In "Sarmada" possiamo identificare con sicurezza la tematica portante, che è quella di raccontare quarant’anni di storia di questo paesino sperduto sulle montagne siriane. Ripercorrendo le vicende degli abitanti, è inevitabile che si parli dei Drusi, visto che costituiscono la maggioranza della popolazione della cittadina. Una religione, quella drusa, poco conosciuta e minoritaria, con le sue tradizioni affascinanti e terribili, come quella di vietare il matrimonio di una ragazza drusa con un non-druso. È la storia di Hila, il cui matrimonio con un algerino è considerato dai fratelli di lei un’onta da lavare con il sangue. Il sesso è parte della vita, e come tale viene raccontato, con dovizia di particolari. Non credo che sia vissuto come atto rivoluzionario, è Farida, una delle protagoniste, che, essendo una ninfomane, tende a fare sesso con gli adolescenti in modo sicuramente fuori dalle righe, specie in un paesino chiuso e arretrato come "Sarmada". In effetti, l’attenzione al sesso è una peculiarità della narrativa siriana contemporanea, il sesso sembrerebbe un rituale liberatorio per allontanare altri pensieri, la dittatura, la mancanza di libertà, il pugno di ferro del regime… La primavera araba, in realtà, si intravede soltanto in questo romanzo, la cui vicenda si conclude nel 2010.

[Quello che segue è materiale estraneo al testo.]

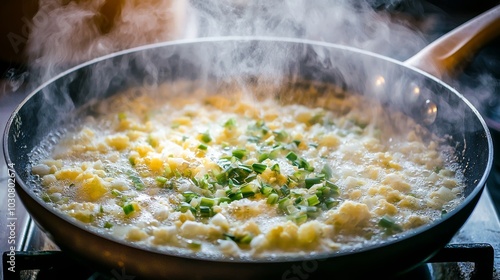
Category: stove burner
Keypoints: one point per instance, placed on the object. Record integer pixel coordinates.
(56, 264)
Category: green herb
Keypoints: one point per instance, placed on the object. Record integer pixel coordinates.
(239, 153)
(389, 223)
(312, 181)
(205, 201)
(263, 157)
(258, 167)
(108, 225)
(161, 179)
(292, 156)
(272, 198)
(206, 211)
(138, 183)
(128, 208)
(202, 147)
(313, 200)
(205, 137)
(231, 123)
(247, 191)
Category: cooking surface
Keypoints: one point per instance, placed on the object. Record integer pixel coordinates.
(483, 225)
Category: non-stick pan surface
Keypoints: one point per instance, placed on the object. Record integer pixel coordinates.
(212, 61)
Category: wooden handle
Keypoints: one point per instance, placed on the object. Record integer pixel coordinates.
(444, 56)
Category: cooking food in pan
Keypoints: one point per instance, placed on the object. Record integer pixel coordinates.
(248, 175)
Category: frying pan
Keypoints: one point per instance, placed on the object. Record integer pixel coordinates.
(209, 62)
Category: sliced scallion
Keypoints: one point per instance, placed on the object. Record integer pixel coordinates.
(239, 153)
(312, 181)
(272, 198)
(259, 167)
(128, 208)
(313, 200)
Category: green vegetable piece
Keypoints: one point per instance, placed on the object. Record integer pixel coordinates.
(108, 225)
(312, 181)
(161, 179)
(205, 137)
(313, 200)
(263, 157)
(327, 171)
(138, 183)
(259, 167)
(205, 201)
(230, 123)
(128, 208)
(239, 153)
(203, 147)
(206, 211)
(292, 156)
(273, 198)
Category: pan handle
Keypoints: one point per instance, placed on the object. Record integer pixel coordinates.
(444, 56)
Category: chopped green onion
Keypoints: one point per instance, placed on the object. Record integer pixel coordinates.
(388, 223)
(275, 152)
(206, 211)
(239, 153)
(247, 191)
(266, 190)
(202, 147)
(129, 208)
(224, 200)
(302, 163)
(161, 179)
(263, 157)
(327, 171)
(116, 192)
(331, 202)
(334, 189)
(285, 190)
(291, 156)
(312, 181)
(312, 200)
(195, 245)
(230, 123)
(205, 201)
(272, 198)
(189, 195)
(108, 225)
(234, 195)
(221, 178)
(296, 142)
(280, 135)
(205, 137)
(259, 167)
(254, 139)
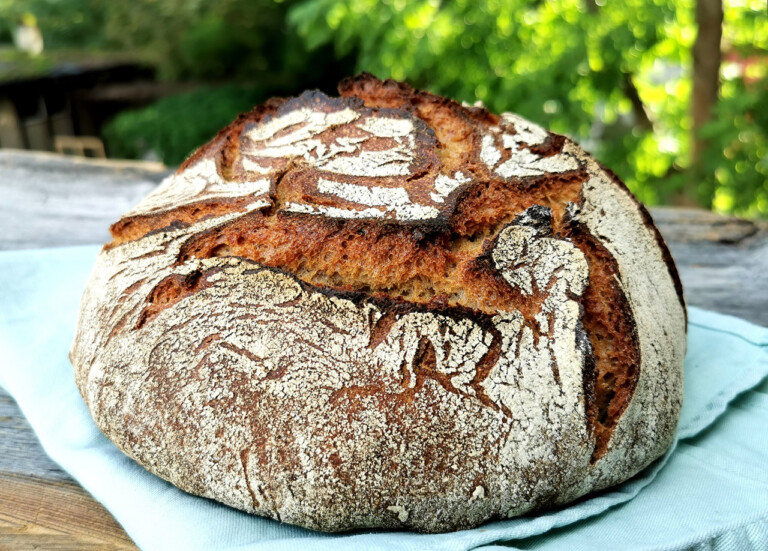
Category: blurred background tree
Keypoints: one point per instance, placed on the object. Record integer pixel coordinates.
(680, 119)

8. E’ questa una domanda maliziosa, Federica Pistono. Non trovi che "Sarmada", alla fin dei conti, sia un romanzo riuscito a metà? E: come hai affrontato la traduzione di questo non facile lavoro di Fadi ‘Azzam? Ti sei concessa delle licenze nel tradurre "Sarmada", o l’hai portato al pubblico italiano nella sua integrità?

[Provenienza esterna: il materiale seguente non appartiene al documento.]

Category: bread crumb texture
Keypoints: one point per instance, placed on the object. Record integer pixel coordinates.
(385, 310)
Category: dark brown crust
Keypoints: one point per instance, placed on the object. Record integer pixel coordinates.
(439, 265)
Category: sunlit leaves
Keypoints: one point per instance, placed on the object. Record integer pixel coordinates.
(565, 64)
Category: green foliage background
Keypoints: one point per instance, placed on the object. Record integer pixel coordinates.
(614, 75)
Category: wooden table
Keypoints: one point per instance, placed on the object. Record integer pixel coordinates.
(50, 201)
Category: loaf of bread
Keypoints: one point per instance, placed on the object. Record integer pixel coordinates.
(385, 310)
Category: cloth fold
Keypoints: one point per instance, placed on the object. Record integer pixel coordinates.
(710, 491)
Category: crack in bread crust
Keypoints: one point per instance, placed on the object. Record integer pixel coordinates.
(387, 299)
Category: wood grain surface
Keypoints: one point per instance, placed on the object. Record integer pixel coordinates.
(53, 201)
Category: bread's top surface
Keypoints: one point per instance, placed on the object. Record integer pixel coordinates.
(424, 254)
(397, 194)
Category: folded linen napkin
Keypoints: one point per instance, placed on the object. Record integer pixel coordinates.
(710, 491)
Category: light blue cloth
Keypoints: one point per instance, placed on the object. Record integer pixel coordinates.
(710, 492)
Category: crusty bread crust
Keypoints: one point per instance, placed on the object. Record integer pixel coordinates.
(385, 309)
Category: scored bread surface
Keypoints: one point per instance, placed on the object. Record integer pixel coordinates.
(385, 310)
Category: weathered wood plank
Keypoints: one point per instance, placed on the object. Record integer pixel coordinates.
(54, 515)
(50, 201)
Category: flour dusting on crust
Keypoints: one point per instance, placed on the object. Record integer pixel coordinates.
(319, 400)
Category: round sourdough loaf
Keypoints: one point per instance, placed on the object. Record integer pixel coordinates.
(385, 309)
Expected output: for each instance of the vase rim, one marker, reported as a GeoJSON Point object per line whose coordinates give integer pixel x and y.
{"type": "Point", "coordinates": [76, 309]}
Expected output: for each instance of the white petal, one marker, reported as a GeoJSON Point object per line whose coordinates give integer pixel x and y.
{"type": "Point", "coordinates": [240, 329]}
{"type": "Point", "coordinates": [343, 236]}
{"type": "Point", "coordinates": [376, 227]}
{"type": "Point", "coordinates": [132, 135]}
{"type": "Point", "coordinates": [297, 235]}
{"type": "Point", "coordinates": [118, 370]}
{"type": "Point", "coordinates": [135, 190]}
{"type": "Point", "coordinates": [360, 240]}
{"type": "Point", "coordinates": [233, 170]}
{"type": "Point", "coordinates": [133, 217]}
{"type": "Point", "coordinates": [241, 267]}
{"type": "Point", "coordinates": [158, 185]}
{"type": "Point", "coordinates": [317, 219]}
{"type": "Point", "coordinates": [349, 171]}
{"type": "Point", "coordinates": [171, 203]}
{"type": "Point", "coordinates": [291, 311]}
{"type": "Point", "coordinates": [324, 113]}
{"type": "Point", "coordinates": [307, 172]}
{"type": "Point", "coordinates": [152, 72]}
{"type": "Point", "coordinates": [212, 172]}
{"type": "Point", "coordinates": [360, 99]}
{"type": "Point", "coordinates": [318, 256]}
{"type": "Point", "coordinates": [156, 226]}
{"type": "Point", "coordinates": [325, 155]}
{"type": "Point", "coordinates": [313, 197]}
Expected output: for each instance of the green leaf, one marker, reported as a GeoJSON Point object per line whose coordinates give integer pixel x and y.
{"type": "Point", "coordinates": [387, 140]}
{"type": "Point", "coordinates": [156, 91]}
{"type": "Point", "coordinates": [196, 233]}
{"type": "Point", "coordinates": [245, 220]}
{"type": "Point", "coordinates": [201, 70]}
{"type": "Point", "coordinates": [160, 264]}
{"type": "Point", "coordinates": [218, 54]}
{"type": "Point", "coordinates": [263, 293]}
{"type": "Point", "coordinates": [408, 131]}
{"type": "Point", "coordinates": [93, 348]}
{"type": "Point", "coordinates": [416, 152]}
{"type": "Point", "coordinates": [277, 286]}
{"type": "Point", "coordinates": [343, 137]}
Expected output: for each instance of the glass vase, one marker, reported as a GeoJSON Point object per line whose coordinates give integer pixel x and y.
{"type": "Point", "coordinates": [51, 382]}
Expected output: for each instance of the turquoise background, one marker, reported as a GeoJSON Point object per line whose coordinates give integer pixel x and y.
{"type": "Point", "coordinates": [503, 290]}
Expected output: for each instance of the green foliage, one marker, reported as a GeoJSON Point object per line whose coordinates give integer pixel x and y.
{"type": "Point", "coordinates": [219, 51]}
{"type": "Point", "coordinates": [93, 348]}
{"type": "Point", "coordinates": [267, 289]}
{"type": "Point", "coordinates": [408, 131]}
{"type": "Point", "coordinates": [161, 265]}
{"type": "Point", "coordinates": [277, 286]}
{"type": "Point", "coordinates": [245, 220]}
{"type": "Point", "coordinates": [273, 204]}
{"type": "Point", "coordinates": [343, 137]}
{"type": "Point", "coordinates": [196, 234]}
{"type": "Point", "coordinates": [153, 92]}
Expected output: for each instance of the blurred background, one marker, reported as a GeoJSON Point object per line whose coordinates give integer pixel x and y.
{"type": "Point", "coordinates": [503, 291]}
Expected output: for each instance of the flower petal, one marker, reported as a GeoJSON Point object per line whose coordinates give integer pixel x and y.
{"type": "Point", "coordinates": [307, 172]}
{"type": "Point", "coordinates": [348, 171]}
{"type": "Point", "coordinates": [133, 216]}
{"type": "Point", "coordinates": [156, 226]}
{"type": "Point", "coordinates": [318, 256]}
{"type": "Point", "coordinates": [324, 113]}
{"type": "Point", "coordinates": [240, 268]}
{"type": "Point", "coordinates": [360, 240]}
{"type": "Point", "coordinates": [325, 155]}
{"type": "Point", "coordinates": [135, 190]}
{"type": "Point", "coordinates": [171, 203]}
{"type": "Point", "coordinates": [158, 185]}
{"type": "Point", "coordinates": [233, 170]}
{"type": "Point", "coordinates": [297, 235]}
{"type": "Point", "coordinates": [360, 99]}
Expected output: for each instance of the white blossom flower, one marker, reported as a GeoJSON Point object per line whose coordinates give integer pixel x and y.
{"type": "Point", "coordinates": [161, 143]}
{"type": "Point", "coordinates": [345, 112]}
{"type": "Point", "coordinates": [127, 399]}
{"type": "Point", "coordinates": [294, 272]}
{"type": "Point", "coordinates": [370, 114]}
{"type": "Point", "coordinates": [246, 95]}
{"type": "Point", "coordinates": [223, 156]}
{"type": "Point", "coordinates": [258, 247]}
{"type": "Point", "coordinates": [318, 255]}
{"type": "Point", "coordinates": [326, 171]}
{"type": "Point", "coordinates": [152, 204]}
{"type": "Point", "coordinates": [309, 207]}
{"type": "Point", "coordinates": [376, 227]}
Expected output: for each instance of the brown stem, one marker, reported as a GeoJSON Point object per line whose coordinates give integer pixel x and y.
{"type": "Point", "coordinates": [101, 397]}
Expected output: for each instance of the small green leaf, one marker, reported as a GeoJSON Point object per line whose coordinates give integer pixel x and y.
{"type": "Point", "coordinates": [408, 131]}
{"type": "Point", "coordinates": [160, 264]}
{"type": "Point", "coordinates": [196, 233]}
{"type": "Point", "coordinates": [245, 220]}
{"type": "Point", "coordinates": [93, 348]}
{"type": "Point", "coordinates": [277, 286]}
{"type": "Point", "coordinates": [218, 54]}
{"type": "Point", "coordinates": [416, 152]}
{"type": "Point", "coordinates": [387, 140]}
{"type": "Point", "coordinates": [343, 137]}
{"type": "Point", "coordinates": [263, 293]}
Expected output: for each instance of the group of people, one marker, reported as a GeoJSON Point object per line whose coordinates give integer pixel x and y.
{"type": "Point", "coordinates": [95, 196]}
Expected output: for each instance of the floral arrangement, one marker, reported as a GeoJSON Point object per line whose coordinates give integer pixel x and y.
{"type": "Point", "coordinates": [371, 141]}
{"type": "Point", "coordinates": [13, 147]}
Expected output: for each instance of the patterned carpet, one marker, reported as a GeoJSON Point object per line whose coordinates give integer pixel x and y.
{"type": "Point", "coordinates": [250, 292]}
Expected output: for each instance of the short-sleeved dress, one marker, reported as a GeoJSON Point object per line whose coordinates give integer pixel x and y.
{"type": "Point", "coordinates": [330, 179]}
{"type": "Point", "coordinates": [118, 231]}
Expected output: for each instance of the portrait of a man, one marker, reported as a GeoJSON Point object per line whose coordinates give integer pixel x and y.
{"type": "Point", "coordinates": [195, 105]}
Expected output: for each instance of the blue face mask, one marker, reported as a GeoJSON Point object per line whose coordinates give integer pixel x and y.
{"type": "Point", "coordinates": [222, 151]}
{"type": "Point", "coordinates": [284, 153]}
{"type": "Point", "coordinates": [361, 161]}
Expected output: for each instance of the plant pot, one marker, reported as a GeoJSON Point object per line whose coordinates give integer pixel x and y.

Non mi sono concessa alcuna licenza nel tradurre “Sarmada”. Il compito del traduttore consiste nel dar voce a chi non ne ha, perché parla una lingua che non viene compresa. Chi stravolge il messaggio dell’autore non è un traduttore, è un disgraziato. Se poi il romanzo sia riuscito solo a metà non sta a me dirlo, è qualcosa che riguarda lo scrittore, o coloro cui non è piaciuto il libro.

9. Nella nota introduttiva a "Sarmada", scrivi: “Per quanto riguarda la lingua, ci troviamo di fronte a un caso di diglossia, tanto comune nella narrativa araba contemporanea: mentre la cornice del romanzo è in arabo classico, i dialoghi sono tutti in dialetto siriano, da me resi in un italiano colloquiale.” Potresti approfondire? Come hai reso il dialetto siriano in un italiano colloquiale e quali difficoltà hai incontrato? E, ancora: c’è differenza fra “l’italiano colloquiale” e “l’italo slang”? A mio avviso, “l’italo slang” è più grezzo, diretto e fantasioso nell’adottare neologismi. Non sarebbe stato forse meglio adottare un linguaggio più sporco per restituire al lettore italiano la sgarbatezza del dialetto siriano, dei contenuti espliciti in "Sarmada"?

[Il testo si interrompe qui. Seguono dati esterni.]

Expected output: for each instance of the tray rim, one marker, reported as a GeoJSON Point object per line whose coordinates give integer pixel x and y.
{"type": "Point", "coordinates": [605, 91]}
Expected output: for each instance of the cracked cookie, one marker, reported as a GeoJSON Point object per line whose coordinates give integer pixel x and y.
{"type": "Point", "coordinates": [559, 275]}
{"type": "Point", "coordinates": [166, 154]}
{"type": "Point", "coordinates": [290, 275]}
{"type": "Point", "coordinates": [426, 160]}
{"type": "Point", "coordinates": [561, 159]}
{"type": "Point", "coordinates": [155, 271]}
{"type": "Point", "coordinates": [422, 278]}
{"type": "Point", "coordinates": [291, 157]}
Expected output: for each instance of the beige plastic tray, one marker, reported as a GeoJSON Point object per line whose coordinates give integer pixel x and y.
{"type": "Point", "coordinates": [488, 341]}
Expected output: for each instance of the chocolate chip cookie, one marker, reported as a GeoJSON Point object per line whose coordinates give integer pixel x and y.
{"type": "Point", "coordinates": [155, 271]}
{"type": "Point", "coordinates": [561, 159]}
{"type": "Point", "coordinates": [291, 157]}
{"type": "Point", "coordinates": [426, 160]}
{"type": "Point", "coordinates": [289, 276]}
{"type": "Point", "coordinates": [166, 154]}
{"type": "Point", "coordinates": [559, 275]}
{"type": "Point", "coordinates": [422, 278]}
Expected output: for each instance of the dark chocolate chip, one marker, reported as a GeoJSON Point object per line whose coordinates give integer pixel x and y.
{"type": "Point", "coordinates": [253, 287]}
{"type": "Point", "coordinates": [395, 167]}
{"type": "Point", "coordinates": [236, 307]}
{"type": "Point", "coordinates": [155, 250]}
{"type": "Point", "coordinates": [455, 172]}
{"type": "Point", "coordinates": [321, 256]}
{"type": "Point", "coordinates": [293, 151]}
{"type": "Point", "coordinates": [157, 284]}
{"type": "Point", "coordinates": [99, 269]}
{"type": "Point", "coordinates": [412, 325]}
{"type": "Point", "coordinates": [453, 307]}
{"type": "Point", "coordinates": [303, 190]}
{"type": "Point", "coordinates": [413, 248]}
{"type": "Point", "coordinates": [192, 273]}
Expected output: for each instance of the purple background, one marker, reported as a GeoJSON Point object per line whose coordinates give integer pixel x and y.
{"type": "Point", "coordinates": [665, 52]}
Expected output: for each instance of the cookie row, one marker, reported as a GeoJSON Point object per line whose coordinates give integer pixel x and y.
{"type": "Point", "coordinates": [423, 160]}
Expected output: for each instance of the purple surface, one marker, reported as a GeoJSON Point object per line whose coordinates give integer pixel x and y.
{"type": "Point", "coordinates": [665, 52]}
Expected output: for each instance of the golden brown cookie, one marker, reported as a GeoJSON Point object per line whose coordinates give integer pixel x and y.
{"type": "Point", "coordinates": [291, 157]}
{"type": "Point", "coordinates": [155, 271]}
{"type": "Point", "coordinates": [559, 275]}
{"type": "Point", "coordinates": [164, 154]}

Sicuramente “Sarmada” è stato un romanzo difficile da tradurre, non per la presenza del dialetto nei dialoghi, ma per lo stile bizzarro e immaginoso dell’autore. Alcuni traduttori scelgono di tradurre un dialetto arabo con un dialetto italiano: io non me la sento di far parlare degli arabi in romanesco, in sardo o in napoletano. Per italiano colloquiale intendo un registro linguistico non elevato, quotidiano, caratterizzato da un lessico semplice, a volte banale, come quello usato nella vita di tutti i giorni. Il dialetto siriano non è affatto sporco o sgarbato. Non credo che il turpiloquio possa arricchire un romanzo.

10. Federica Pistono, quali progetti hai in serbo per il futuro? Nuove traduzioni, e se sì, potresti anticipare quali autori e con quali opere? Leggeremo mai un romanzo tuo, scritto di tuo pugno?

La letteratura araba è la mia passione: spero di tradurre tanti altri romanzi in futuro, in sha Allah! Scrivere un romanzo mio: ne ho già scritti, manca il tempo di rivederli e forse la voglia di rimettermi in discussione.